La sua fortunata posizione, di fronte alla cattedrale, e gli ampi spazi a disposizione lo rendevano il luogo ideale per allestire esposizioni di grande richiamo, a cui la Banca Monte dei Paschi di Siena non ha mai fatto mancare i finanziamenti.
Poi, un giorno, il gioco si è rotto.Tutto è iniziato la scorsa primavera, quando la Banca, una volta fonte inesauribile di ricchezze per tutta la città, si scopre in profondo rosso. Messa fuori gioco la gallina dalle uova d’oro, tutto il sistema politico-economico-culturale di Siena era destinato a crollare, poiché Banca, Fondazione Monte dei Paschi, Comune e società senese sono inestricabilmente legati l’uno all’altro.

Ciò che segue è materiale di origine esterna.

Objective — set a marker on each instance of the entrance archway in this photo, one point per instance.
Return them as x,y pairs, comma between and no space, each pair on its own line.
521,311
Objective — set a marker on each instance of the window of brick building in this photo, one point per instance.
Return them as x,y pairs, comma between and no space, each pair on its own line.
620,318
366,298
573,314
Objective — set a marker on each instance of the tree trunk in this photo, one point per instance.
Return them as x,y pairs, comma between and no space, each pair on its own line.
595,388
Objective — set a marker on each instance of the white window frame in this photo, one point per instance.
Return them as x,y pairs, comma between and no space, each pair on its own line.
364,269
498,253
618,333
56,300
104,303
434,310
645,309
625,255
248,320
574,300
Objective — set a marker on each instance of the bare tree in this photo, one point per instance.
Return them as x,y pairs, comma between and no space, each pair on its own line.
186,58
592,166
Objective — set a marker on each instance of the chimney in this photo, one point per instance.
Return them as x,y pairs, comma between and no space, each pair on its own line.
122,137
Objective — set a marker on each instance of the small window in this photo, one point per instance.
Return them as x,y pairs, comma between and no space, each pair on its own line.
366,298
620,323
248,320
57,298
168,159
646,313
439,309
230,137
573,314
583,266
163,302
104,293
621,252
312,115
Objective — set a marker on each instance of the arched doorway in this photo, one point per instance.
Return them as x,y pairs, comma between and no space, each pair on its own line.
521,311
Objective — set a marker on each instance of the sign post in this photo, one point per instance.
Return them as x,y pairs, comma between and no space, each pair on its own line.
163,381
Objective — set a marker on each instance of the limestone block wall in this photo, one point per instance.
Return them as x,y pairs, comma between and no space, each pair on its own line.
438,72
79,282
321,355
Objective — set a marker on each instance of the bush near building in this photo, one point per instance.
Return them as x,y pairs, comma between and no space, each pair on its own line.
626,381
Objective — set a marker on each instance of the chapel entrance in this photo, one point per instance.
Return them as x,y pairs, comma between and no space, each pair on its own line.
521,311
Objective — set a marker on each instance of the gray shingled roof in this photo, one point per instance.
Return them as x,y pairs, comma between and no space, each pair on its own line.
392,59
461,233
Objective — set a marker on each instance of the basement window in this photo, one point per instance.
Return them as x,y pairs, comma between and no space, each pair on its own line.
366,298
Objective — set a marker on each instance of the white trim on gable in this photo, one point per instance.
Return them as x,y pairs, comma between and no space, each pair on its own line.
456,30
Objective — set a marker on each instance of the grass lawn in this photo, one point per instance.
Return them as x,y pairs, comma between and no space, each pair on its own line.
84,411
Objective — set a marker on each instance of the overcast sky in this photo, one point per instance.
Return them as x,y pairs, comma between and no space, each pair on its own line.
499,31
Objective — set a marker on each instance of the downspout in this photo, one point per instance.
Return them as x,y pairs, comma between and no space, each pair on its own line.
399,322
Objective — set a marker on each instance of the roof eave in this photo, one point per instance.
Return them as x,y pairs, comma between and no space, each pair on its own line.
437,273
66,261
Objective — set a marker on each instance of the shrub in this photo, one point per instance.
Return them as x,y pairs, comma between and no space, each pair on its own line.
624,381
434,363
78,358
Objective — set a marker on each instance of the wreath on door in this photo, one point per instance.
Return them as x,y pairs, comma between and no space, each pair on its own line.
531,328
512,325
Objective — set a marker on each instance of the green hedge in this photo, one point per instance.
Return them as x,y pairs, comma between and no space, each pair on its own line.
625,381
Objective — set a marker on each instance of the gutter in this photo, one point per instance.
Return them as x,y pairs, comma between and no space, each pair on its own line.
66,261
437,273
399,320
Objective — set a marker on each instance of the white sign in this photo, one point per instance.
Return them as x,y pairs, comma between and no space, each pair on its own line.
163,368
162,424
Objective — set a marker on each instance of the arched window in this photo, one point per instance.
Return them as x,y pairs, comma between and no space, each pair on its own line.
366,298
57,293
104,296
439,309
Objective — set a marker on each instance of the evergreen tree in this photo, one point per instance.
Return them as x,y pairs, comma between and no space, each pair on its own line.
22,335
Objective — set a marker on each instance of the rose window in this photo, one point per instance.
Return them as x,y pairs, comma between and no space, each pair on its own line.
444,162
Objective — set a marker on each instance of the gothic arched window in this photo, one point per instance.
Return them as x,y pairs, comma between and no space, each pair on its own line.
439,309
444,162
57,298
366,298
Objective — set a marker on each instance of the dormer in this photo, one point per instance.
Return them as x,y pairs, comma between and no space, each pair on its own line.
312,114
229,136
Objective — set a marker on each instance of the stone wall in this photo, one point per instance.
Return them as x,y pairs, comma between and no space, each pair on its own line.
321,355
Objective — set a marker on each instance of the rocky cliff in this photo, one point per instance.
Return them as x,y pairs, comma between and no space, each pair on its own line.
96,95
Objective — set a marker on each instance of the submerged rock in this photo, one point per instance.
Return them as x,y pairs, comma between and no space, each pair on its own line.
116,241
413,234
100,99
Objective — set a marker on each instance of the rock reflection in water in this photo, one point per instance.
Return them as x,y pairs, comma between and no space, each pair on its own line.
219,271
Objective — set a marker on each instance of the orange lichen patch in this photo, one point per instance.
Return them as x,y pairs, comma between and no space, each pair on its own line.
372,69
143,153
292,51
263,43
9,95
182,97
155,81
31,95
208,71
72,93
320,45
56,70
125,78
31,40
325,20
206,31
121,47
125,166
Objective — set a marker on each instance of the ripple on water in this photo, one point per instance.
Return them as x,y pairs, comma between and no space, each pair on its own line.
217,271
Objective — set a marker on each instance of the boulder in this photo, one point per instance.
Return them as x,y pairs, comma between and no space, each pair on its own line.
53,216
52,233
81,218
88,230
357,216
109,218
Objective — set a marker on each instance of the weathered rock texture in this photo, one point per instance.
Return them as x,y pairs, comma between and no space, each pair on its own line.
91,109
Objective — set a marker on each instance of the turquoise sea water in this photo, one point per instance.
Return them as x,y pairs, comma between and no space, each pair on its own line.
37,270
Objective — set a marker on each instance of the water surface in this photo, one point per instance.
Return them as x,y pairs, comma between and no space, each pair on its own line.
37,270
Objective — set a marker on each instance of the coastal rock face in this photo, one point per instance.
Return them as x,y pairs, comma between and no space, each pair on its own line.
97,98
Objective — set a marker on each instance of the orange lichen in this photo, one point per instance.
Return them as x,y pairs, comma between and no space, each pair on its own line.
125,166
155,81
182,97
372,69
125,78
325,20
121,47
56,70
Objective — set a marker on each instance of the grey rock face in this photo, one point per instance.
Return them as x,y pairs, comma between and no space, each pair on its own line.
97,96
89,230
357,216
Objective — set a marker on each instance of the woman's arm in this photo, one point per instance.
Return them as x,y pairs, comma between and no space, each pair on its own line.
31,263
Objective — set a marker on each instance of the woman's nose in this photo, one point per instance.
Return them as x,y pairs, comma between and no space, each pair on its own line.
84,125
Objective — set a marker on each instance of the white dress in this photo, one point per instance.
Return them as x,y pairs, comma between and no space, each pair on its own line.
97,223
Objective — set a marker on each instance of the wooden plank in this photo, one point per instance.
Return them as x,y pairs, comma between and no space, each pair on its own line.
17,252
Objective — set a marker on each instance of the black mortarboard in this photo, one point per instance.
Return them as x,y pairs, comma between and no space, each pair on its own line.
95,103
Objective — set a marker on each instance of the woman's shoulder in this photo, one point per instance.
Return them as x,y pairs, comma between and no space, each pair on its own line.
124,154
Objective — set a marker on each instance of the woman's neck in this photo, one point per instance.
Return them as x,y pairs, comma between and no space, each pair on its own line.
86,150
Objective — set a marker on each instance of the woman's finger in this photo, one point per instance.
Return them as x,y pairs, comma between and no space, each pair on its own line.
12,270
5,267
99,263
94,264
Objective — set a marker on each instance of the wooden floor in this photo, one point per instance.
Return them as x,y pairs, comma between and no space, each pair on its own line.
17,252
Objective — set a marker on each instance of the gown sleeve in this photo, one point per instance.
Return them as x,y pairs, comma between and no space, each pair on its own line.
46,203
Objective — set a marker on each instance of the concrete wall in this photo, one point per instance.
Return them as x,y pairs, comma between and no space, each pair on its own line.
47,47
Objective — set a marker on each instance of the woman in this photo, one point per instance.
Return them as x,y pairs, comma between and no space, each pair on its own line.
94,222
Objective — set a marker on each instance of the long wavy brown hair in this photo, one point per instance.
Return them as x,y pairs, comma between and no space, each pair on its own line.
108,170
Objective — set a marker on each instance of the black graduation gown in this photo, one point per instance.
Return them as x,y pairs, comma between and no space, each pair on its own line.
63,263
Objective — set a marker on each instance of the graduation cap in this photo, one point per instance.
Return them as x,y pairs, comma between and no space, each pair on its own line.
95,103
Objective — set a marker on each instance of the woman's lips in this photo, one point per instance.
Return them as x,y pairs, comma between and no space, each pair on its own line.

Così, nell’arco di poco tempo, è arrivato il momento di decidere a quale naufrago lanciare la ciambella di salvataggio. Alla fine di agosto Siena ha avuto l'opportunità di dimostrare quali fossero le sue priorità. La città che da mesi lavora duramente al progetto per la candidatura a «Capitale europea della Cultura 2019» è riuscita a dimostrarci che, anche in tempo di crisi, il lieto fine é possibile. É infatti di pochi giorni fa l'annuncio del commissario straordinario del Comune, Enrico Laudanna, di aver evitato la chiusura del complesso museale di Santa Maria della Scala, ma a scapito dei festeggiamenti dell’ultimo dell’anno, celebri in tutta Italia per il concerto gratuito in piazza del Campo. Questi fondi saranno annullati per utilizzare la relativa sponsorizzazione della Banca Monte dei Paschi allo scopo di mantenere aperta Santa Maria.
Insomma, la ciambella é arrivata. Speriamo non fosse l'ultima a bordo.